CVJan 16, 2020

Rethinking Motion Representation: Residual Frames with 3D ConvNets for Better Action Recognition

arXiv:2001.05661v126 citations
AI Analysis

This work addresses the efficiency problem in video action recognition for researchers and practitioners by offering a faster alternative to optical flow, though it is incremental as it builds on existing 3D ConvNet methods.

The paper tackles the high computational cost of optical flow in action recognition by proposing residual frames as input to 3D ConvNets, achieving improvements of 20.5% and 12.5% in top-1 accuracy on UCF101 and HMDB51 datasets when trained from scratch.

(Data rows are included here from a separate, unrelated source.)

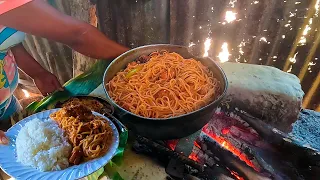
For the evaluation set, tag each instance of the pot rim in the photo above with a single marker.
(170, 118)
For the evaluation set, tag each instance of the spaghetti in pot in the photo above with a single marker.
(163, 85)
(89, 135)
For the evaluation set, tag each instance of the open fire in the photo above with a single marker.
(229, 144)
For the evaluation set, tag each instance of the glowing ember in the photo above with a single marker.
(230, 16)
(194, 157)
(191, 44)
(172, 144)
(263, 39)
(207, 45)
(26, 93)
(224, 54)
(232, 3)
(303, 39)
(228, 146)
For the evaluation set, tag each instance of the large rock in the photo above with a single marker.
(264, 91)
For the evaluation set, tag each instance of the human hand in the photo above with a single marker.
(47, 83)
(3, 138)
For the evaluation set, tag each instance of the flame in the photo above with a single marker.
(191, 44)
(26, 93)
(303, 39)
(224, 54)
(228, 146)
(293, 59)
(194, 157)
(207, 45)
(317, 6)
(230, 16)
(236, 175)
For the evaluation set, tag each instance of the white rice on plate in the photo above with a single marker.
(42, 145)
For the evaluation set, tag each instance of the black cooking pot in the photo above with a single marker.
(169, 128)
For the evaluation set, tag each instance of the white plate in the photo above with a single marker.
(9, 164)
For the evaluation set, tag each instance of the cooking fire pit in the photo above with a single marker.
(228, 148)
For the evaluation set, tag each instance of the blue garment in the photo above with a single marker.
(9, 75)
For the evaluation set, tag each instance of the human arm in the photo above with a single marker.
(43, 79)
(40, 19)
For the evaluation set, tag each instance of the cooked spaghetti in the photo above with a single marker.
(89, 135)
(163, 85)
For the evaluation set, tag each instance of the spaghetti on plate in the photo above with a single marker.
(89, 135)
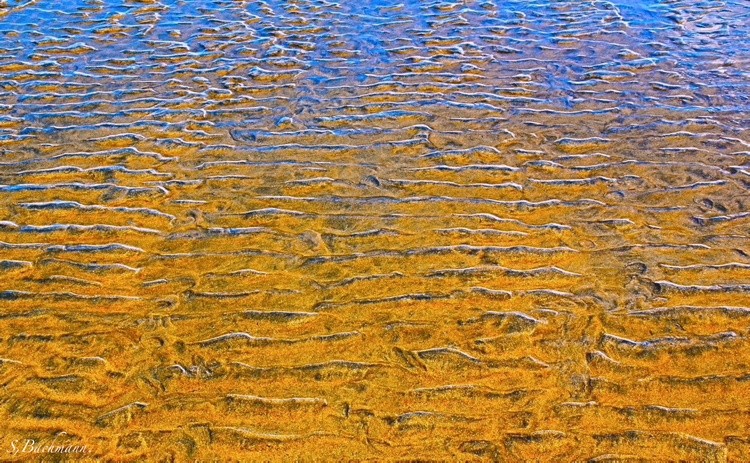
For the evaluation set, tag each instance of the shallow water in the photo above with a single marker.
(248, 230)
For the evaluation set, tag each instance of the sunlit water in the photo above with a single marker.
(502, 231)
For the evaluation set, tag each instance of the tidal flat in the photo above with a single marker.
(309, 230)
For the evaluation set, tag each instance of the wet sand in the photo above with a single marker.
(379, 231)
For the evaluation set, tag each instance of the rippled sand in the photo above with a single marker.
(318, 231)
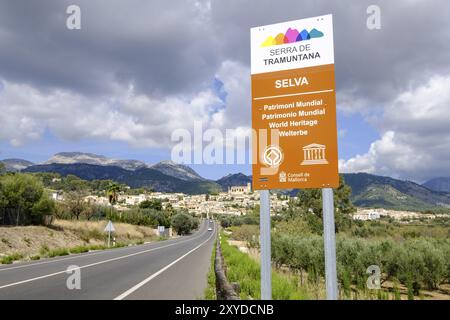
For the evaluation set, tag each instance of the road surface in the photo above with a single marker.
(171, 269)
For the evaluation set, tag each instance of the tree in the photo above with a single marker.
(310, 201)
(113, 193)
(183, 223)
(75, 203)
(45, 206)
(155, 204)
(22, 200)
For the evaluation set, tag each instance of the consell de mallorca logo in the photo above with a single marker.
(291, 36)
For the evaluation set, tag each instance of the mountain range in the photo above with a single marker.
(368, 190)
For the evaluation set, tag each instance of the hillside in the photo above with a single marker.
(176, 170)
(16, 164)
(90, 158)
(29, 240)
(369, 190)
(438, 184)
(237, 179)
(143, 177)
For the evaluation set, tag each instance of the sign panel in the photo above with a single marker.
(294, 105)
(109, 227)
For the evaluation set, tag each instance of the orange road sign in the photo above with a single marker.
(294, 105)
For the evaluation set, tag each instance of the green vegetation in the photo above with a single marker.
(210, 291)
(246, 271)
(422, 263)
(11, 258)
(45, 252)
(23, 200)
(415, 256)
(184, 223)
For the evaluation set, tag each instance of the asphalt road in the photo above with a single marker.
(171, 269)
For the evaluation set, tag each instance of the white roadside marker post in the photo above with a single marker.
(266, 266)
(329, 240)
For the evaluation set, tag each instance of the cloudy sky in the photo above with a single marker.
(140, 69)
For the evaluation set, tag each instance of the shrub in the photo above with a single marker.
(183, 223)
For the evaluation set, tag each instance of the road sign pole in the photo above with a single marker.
(329, 243)
(266, 267)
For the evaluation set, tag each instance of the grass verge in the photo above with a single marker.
(210, 291)
(247, 272)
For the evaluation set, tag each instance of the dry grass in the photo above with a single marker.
(29, 240)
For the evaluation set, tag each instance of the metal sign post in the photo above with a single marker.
(329, 240)
(109, 228)
(266, 267)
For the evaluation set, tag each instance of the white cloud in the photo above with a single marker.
(415, 140)
(127, 115)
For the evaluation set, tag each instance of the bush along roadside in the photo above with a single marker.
(246, 272)
(210, 291)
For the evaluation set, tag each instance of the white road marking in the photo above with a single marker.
(94, 264)
(143, 282)
(85, 254)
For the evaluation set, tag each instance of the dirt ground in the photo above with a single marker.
(66, 234)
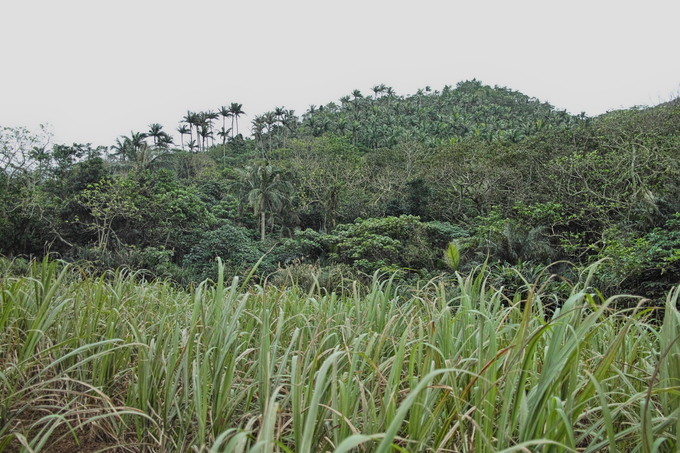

Recently, 3D convolutional networks yield good performance in action recognition. However, optical flow stream is still needed to ensure better performance, the cost of which is very high. In this paper, we propose a fast but effective way to extract motion features from videos utilizing residual frames as the input data in 3D ConvNets. By replacing traditional stacked RGB frames with residual ones, 20.5% and 12.5% points improvements over top-1 accuracy can be achieved on the UCF101 and HMDB51 datasets when trained from scratch. Because residual frames contain little information of object appearance, we further use a 2D convolutional network to extract appearance features and combine them with the results from residual frames to form a two-path solution. In three benchmark datasets, our two-path solution achieved better or comparable performances than those using additional optical flow methods, especially outperformed the state-of-the-art models on Mini-kinetics dataset. Further analysis indicates that better motion features can be extracted using residual frames with 3D ConvNets, and our residual-frame-input path is a good supplement for existing RGB-frame-input models.